April,

 

As another follow-up, I spoke with my state OSHA office (and I live in one of the states that adopted all of the federal OSHA regulations), and there is nothing in the regulations or the official Letters of Interpretation regarding service animal safety.  You would need to contact the federal level OSHA office and ask them to create a Letter of Interpretation for determining whether service animal safety is your responsibility or employer responsibility.  Another option is to consult your state human rights division, if your state has one.  Another option is to consult animal rights groups that have knowledge of state or federal animal protection laws.  As I said before, I am not a lawyer, but it sounds like you are responsible for the safety of your service animal and would need to negotiate terms of employment that would keep the service animal away from hazards.  I have a feeling that the authors did not consider service animal safety while writing the regulations, or perhaps they did not consider the possibility that employees with service animals are physically capable of doing jobs that require PPE.

 

As for plastics, it is not ideal but sometimes necessary.  For example, I have a length of braided wire in my collection, taken from a Japanese communications cable found on Tinian in 1944.  The interior of the cable has a white powdery insulation.  We do not have a sufficient budget for private testing, and higher up is wary of inviting OSHA for a free consultation, so I am making the assumption that the powdery insulation is asbestos, as that was a common cable insulator during that time.  It naturally needs to be contained in order to protect staff (and service animals).  Another example would be a radium-based historical artifact, or perhaps a uranium ore mineral sample in a non-science museum.  Those objects will generate radon over time, and that radon needs to be contained, and staff (and service animals) need to be shielded from the radiation.  In most cases, plastic is sufficient to block alpha and beta particles and to contain radon.  And then staff opening that containment need to do so in a well-ventilated area while wearing a respirator, but that is better than continuous exposure to something that can cause lung cancer in staff (and service animals).

Thank you,

 

Michael R.

 

From: topladave .
Sent: Monday, March 27, 2017 3:32 PM
To: [log in to unmask]
Subject: Re: [MUSEUM-L] Service dogs in museums

 

As a conservator and museum consultant I am now more concerned about,

 

 " In our collections here, everything is wrapped in museum quality plastic.
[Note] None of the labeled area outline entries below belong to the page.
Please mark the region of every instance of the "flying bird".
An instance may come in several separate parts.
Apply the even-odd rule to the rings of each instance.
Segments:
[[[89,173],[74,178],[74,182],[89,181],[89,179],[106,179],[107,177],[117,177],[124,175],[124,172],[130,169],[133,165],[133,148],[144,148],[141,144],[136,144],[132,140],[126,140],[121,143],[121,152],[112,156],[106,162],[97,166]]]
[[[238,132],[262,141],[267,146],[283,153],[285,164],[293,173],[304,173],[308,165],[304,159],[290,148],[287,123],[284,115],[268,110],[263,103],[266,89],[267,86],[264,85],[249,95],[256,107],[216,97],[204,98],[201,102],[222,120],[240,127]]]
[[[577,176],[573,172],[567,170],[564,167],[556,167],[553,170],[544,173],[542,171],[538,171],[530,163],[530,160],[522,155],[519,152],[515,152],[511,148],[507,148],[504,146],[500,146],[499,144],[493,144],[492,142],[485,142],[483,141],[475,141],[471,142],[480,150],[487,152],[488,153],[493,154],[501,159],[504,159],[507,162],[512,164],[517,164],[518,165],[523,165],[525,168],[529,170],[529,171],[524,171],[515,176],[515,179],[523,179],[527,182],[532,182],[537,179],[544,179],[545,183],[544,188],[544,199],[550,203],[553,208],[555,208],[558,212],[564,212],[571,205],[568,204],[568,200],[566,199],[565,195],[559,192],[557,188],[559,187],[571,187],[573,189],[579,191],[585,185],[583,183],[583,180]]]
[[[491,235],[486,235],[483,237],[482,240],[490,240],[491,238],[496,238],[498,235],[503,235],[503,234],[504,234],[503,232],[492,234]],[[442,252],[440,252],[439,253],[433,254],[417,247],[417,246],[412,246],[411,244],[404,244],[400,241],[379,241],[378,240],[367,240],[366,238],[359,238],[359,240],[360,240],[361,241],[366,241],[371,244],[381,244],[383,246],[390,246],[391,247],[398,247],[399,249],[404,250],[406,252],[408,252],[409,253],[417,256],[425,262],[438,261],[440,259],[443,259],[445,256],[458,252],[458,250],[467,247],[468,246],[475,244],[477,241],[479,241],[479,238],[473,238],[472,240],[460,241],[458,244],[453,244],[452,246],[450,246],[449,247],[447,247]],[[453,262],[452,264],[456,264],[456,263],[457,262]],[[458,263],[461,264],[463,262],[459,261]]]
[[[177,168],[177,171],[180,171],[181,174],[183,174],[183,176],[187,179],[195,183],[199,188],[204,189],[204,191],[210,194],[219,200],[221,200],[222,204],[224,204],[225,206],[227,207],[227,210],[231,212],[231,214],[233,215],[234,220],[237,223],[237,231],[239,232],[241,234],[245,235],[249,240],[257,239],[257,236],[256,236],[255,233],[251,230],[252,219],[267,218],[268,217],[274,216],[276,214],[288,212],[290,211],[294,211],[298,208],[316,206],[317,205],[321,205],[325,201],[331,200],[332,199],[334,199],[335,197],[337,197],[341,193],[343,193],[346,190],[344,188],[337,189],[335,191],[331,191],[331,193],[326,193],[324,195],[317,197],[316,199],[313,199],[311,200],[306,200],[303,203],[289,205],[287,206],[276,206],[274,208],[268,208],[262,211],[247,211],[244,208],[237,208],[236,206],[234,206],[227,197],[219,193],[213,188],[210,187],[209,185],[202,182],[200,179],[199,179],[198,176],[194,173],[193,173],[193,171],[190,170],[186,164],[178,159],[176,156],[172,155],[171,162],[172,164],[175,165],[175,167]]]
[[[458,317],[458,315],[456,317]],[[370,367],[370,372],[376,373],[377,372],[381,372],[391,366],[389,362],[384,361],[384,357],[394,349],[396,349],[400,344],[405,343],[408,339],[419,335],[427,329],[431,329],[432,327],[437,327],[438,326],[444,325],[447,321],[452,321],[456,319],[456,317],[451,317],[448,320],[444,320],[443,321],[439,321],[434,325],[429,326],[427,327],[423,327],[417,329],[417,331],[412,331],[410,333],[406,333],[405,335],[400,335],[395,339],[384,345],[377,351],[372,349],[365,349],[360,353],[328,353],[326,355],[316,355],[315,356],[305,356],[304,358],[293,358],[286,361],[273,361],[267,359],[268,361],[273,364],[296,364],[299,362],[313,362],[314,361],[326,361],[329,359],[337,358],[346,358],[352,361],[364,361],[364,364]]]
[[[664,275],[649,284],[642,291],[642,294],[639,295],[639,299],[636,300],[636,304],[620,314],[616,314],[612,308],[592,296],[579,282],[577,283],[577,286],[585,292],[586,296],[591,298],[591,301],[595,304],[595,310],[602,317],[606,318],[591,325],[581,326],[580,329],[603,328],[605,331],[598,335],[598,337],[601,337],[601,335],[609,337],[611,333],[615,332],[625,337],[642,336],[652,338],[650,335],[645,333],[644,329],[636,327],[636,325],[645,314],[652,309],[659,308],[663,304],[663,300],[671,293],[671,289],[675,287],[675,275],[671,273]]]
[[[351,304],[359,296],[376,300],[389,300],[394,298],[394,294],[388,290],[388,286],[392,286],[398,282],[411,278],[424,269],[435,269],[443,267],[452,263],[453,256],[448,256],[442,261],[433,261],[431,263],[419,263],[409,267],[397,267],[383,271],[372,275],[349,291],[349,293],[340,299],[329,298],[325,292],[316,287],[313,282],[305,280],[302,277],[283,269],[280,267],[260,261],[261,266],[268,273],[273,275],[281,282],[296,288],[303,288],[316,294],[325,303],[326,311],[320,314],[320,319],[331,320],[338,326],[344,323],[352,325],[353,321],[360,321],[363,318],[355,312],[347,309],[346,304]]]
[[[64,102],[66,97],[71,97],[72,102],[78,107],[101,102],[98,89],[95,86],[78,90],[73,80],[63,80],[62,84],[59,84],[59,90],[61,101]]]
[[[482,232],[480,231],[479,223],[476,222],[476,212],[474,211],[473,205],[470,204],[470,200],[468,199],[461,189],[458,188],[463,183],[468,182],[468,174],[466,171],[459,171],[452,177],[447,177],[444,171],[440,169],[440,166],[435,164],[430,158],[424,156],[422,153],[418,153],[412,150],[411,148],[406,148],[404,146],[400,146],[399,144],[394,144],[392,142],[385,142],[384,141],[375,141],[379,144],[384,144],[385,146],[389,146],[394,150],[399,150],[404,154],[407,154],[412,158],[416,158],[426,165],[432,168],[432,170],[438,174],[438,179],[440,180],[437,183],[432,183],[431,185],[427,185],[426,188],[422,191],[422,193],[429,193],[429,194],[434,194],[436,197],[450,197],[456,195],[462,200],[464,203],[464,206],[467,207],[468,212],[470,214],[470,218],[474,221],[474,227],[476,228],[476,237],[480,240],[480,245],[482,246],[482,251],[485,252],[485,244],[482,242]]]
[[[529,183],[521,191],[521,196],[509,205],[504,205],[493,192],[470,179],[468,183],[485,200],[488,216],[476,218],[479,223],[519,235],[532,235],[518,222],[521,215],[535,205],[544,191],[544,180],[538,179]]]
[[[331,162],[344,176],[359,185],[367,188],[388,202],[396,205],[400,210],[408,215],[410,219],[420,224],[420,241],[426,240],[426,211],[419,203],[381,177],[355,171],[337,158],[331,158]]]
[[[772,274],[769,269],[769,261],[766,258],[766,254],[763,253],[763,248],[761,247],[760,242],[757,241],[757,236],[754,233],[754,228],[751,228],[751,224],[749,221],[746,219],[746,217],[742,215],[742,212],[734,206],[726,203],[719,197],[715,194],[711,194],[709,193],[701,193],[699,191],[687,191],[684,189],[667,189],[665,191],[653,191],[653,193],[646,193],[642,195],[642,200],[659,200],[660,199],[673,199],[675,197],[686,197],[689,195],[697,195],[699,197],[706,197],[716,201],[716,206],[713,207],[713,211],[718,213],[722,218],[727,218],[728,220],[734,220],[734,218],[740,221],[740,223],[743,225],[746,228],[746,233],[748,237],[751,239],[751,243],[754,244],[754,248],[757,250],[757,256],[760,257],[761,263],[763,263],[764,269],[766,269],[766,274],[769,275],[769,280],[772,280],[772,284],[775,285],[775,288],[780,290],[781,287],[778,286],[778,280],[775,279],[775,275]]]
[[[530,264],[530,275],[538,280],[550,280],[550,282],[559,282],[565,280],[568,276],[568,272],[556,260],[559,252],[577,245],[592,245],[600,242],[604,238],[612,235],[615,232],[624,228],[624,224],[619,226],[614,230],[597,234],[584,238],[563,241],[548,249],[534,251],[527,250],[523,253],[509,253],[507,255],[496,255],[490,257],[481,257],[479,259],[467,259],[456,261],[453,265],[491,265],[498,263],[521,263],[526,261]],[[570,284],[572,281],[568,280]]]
Granted the collection here deals with metal and wood materials, would other more fragile materials be affected adversely to dander or fur?"

 

Wrapping metal and wood objects in plastic is usually not a good practice. First, many plastics outgass organic acids where even minute amounts will corrode metals. And even supposedly safe plastics can contain residual acids if they are commercially made and not checked for acids. And then enclosing a metal or wood object in plastic creates a microenvironment as far as temperature and Rh, that can cause adverse reactions to the objects if the exterior environment is significantly different. I have seen metal objects peppered with flash corrosion from condensation when enclosed in plastic and also wood objects and paintings and paper objects with mold growth from this too. And I've seen silver etched from being wrapped in bubble wrap. That is actually a far more serious concern than pet dander. Better housings and storage uses a good HVAC system to control temperature and relative humidity, and sometimes soft archival tyvek, that allows air exchange but not liquid water to reach objects. Sometimes in shelf storage plastic is drapped over the front of the shelves to prevent water from accidents or the sprinkler system from getting the collections directly wet. But wrapping in plastic really isn't the best current practice for most collections.

 

Cheers!

Dave

 

David Harvey

Senior Conservator & Museum Consultant 

Los Angeles CA USA

www.cityofangelsconservation.weebly.com 

 

On Mar 27, 2017 1:35 PM, "Legatt, April Mary" <[log in to unmask]> wrote:

It would be different if the dog is an emotional support animal but as stated before, in this case it is specifically a service dog.  She is trained to perform tasks.  Is there any direct concerns that dander would pose to a collection that human dander is exempt?